Fonija – Deni Krstev (Vocals / Guitar), Stefan Ristovski (Bass / Vocals) and Kristijan Lafazanovski (Drums) from Skopje in The Republic of Macedonia have a new LP – Mojot Pekol – set of release on the 2nd September 2013.
The ten track release opens with Izlezi and the ears immediately know what they are dealing with – raw raucous new wave. Superbly tempered sounds tumble in to the ears as Fonija is able to get across the rage of it all, within a sound that bristles with sharpened edges.
Next is Sakam Da Zgrešam which has an intense percussion / bass combination that retains a tight control on the track as it spills across the room in a flurry of activity.
Ovoj Den is a fine piece of work as it rapidly builds to its tempo. I particularly enjoy the way that the vocals throughout the LP sit as something of a juxtaposition to the frenetic proceedings on the instruments as a calming influence serenely conducting activities.
Reminding me a little of 999 Ova Ne Sakam Da Bidam is a more melodic construct, whilst retaining the fire and passion of the rest of the release and shows Fonija in a slightly different light as the compositional skills are brought more to the fore.
Closing the first half of Mojot Pekol is my pick of the release Se Budam Pak which within its fleeting two and a half minutes does all that any piece of music needs to do. Creative, expressive, tight and a full storyline. Sublime.
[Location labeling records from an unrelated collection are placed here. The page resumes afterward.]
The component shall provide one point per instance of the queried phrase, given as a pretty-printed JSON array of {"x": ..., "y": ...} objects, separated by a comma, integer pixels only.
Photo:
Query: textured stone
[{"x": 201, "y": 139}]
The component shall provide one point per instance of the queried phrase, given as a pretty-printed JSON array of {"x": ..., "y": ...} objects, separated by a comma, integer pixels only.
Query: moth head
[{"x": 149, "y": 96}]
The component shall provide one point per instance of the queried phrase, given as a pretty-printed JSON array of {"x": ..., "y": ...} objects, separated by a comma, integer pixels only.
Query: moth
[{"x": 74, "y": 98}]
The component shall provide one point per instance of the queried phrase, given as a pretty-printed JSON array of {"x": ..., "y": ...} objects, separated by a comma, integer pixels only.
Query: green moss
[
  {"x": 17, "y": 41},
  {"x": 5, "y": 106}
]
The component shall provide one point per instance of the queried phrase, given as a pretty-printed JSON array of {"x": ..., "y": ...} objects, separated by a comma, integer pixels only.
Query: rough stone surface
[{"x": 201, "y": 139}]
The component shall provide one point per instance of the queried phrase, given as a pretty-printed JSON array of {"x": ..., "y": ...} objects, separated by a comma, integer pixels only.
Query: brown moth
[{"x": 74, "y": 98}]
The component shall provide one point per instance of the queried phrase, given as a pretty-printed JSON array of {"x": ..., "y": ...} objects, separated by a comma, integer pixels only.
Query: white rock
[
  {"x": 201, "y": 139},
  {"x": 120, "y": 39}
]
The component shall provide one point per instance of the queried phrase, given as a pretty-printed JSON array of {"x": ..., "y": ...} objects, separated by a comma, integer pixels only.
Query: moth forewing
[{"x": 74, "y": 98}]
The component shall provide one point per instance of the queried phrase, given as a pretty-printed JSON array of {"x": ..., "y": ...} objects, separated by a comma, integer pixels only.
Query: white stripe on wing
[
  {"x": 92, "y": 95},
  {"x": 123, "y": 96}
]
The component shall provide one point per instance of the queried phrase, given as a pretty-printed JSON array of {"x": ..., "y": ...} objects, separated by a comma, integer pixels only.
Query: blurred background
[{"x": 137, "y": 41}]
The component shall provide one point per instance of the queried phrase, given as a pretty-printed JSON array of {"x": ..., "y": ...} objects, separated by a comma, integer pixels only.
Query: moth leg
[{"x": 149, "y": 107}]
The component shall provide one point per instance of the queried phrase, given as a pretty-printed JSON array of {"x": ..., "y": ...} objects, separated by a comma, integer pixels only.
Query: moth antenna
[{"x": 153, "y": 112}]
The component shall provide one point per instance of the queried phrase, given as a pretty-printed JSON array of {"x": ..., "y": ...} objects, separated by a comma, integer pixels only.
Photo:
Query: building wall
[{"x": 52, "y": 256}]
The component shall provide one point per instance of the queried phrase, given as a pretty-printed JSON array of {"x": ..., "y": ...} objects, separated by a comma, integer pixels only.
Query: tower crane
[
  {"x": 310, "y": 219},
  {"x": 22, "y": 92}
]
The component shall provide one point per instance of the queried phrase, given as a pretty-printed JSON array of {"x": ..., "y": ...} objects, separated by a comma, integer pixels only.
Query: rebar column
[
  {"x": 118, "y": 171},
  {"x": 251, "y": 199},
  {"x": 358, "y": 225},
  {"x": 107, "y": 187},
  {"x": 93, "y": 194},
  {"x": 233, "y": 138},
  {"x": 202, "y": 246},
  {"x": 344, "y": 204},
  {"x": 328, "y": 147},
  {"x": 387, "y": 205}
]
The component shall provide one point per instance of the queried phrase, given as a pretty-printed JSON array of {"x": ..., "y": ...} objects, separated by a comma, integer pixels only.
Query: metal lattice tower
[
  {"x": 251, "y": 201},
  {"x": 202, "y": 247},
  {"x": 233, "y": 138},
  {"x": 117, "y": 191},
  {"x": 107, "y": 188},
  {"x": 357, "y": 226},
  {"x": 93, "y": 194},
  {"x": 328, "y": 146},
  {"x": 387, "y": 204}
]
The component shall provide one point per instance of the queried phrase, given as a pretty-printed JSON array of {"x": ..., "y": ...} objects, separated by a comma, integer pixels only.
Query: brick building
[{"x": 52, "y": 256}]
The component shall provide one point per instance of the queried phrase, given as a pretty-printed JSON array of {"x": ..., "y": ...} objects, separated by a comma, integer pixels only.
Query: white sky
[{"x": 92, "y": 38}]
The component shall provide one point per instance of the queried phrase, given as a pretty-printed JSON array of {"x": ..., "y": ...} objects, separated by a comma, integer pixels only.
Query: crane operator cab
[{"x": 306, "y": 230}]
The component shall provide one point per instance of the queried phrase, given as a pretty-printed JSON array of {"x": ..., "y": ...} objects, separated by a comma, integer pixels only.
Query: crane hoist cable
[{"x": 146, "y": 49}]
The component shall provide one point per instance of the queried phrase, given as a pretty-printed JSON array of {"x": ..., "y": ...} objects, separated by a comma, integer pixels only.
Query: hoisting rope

The tracks, although originally named and written in cyrillic are transliterated, though not translated, as best as possible for the purposes of the readers of Emerging Indie Bands.
The second half of LP opens with the title track Mojot Pekol which has something of an american indie pop feel to it and as it surfs around the room the face can’t help but spread into a grin. The sharp change in tempo at just over two minutes into the track catches the listener unawares to test if they are still paying attention, before settling back into the rhythm for the final minute. I like this for its cheek.
Tuka Si continues the release in good stead with under two and a half minutes of thunderous rock and the absolute confidence of the trio is given a spotlight as it it hasn’t already in the LP thus far, as Fonija flips the switch and heads over to influences from the likes of Shonen Knife from Japan.
Sedam I Čekam is worth the value of the LP on its own as the powerhouse of the trio re-engages through the speakers with a delightfully earthy high energy number which just demands being replayed immediately.
Sadly we now come to the final two tracks on the release Ne Postojam which retains the frenetic energy of the rest of the release with more than a hint of shoegaze as Fonija continue to raise surprises throughout the release.
Concluding with Najdolgiot Pat which brings to a close 26 minutes of superb output and wrapping up a ten track LP inside half an hour, as you know, just by its very nature gets my vote.